A colleague recently was diagnosed with breast cancer. The American Cancer Society (ACS) has an easy website to navigate for information. There is a search bar for questions that may be posed. One can begin with cancer from A to Z. Breast cancer has many headers such as about, risk and prevention, early diagnosis and prevention, understanding the diagnosis, treating, reconstruction surgery, living as a survivor, and non-cancerous breast conditions. A patient can even find easy reading for those with breast cancer. They have downloadable information under pdfs with similar headings. Related topics, news and stories, and more resources are available. Their site has a handy tool bar and toll-free phone number for those who prefer to use that resource. At the end of their page is another way to approach subjects. For example, to find information about rides to treatment one can just navigate to the bottom of the page, rather than using the search bar. Reach to Recovery is a phenomenal resource, allowing you to speak with a person that has survived breast cancer (Cancer Caregiver Support, n.d.).
Factors that are associated with cancer risk are tobacco use and secondhand smoke, inactivity, obesity, nutrition and diet, alcohol, ultraviolet light, and cancer-associated infections such as HPV. Six infections are listed. I live in Connecticut and it is estimated that there will be 21,240 new cases diagnosed and 6,590 deaths this year. In my state, there is a partnership with Center for Disease Control (CDC). State specific cancer issues are identified and a plan has been developed with goals and strategies for improvement. For example, at St. Francis Hospital, Men’s Health Institute has the goal of providing free services to the underinsured or uninsured and to address the disparities affecting African-Americans. I feel that research and medication and treatment trials will make an enormous impact in the future. The ACS is always trying to raise not only awareness but funding for further research. I think that statistics will change to percentages rather than number of people in diagnosis and mortality because we are living longer. I believe there will be some cures that will decrease certain kinds of cancers in the future as well as people being more aware.

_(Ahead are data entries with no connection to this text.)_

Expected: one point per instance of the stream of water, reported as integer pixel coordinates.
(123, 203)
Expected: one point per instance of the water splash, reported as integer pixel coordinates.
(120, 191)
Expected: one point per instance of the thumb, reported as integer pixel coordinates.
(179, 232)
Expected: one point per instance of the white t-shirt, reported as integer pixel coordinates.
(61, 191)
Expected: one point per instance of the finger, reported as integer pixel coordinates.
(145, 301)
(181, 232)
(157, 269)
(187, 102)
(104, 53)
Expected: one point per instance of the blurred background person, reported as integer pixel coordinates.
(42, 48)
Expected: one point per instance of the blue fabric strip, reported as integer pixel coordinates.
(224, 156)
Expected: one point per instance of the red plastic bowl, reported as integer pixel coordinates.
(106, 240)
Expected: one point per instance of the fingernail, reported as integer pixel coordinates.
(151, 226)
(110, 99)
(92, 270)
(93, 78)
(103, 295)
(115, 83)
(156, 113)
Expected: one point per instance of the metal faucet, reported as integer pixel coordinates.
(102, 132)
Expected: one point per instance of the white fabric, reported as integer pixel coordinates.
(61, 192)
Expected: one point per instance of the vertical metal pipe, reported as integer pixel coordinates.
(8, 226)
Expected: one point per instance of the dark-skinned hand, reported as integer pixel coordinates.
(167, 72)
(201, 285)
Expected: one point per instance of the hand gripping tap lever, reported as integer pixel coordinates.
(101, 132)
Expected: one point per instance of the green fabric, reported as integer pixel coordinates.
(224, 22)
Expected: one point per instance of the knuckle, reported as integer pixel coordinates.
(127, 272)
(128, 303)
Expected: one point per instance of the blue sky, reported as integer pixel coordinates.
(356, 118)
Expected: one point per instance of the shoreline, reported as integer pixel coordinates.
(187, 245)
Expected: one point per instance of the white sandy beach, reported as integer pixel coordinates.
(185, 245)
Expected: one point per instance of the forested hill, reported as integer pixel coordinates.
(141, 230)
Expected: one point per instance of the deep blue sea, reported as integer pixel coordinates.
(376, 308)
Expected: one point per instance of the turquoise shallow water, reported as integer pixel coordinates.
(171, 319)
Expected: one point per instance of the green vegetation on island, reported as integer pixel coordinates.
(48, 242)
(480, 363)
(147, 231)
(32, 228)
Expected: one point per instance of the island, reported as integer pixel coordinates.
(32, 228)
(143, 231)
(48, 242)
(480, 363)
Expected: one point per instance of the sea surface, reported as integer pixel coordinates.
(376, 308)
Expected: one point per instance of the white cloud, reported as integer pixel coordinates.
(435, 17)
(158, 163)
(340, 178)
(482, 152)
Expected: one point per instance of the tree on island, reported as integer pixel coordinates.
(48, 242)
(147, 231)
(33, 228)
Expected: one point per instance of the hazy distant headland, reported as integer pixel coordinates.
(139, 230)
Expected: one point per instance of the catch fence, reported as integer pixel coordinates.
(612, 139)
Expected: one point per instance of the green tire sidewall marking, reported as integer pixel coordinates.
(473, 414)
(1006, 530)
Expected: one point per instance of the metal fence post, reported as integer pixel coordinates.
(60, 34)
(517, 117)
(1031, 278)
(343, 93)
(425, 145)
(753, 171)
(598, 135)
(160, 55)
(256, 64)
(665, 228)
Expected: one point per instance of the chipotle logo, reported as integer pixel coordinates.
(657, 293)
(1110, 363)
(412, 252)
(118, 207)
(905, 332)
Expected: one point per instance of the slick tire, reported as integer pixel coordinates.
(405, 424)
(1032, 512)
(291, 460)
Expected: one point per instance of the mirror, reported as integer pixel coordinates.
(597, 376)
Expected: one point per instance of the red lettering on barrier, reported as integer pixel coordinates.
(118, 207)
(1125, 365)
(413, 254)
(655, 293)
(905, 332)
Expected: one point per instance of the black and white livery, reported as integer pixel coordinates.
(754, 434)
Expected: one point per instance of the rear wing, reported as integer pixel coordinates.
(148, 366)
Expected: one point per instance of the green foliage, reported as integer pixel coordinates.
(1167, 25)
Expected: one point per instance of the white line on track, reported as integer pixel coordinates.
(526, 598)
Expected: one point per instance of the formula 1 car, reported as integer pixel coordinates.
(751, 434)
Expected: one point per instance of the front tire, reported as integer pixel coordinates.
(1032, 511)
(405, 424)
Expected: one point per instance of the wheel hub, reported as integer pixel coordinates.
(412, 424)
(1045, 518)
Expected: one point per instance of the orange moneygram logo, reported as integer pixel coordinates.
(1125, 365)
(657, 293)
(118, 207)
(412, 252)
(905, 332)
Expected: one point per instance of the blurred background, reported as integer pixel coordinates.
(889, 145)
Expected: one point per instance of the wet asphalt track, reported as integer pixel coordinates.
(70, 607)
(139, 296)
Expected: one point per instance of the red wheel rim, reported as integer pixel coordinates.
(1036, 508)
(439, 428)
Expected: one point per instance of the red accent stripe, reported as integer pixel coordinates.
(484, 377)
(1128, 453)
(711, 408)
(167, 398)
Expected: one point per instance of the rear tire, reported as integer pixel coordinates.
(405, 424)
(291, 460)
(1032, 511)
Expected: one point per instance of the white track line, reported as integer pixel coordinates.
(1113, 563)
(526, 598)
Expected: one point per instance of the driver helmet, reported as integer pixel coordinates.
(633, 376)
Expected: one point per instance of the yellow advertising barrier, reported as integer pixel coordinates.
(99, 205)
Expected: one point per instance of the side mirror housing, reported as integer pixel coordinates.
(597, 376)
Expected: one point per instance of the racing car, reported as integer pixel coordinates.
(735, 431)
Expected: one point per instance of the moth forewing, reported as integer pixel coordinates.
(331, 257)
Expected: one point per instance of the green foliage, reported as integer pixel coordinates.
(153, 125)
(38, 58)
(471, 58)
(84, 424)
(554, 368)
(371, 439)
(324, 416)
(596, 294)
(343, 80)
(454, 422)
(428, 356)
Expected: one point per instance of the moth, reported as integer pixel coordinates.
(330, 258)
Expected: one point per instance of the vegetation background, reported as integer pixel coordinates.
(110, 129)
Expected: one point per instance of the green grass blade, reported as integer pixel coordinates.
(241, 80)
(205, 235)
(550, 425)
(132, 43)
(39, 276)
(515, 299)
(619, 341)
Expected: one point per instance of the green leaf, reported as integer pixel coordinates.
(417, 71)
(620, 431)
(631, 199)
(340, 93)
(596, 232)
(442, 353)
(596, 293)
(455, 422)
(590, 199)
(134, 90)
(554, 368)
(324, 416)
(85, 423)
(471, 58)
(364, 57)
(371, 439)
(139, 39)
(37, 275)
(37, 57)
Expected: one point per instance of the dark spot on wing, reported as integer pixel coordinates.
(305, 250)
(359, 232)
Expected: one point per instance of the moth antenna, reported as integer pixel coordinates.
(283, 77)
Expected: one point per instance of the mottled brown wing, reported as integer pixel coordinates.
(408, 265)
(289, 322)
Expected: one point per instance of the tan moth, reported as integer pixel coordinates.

ACS conducts Palliative Care Research. It has come to mean pain relief with treatments and management of side effects; it is not only specific to terminal cancers. According to the website, the ACS is funding more than $26 million for survivorship and quality of life research. Included is the improvement of lives of children with cancer and studies of survivors. The research has the goal of relieving cancer pain and managing side effects. I would imagine a person newly diagnosed would be most worried about prognosis and pain. This research is tantamount to cancer patients (American Cancer Society, 2018).
It was fascinating to learn of “liquid biopsy” as an emerging technology. I learned from the National Cancer Institute that liquid biopsy is “A test done on a sample of blood to look for cancer cells from a tumor that are circulating in the blood or for pieces of DNA from tumor cells that are in the blood. A liquid biopsy may be used to help find cancer at an early stage. It may also be used to help plan treatment or to find out how well treatment is working or if cancer has come back” (NCI, 2018). It is technically known as rapid plasma genotyping, and has a plausable rate of accuracy, according to researches from the study at Dana Farber Cancer Institute, where the study took place. According to the website from Dana Farber Cancer Institute, they are working on not only this technology, but target cancer therapy technology, where they pinpoint the origin of cancer, and create a tumor profile.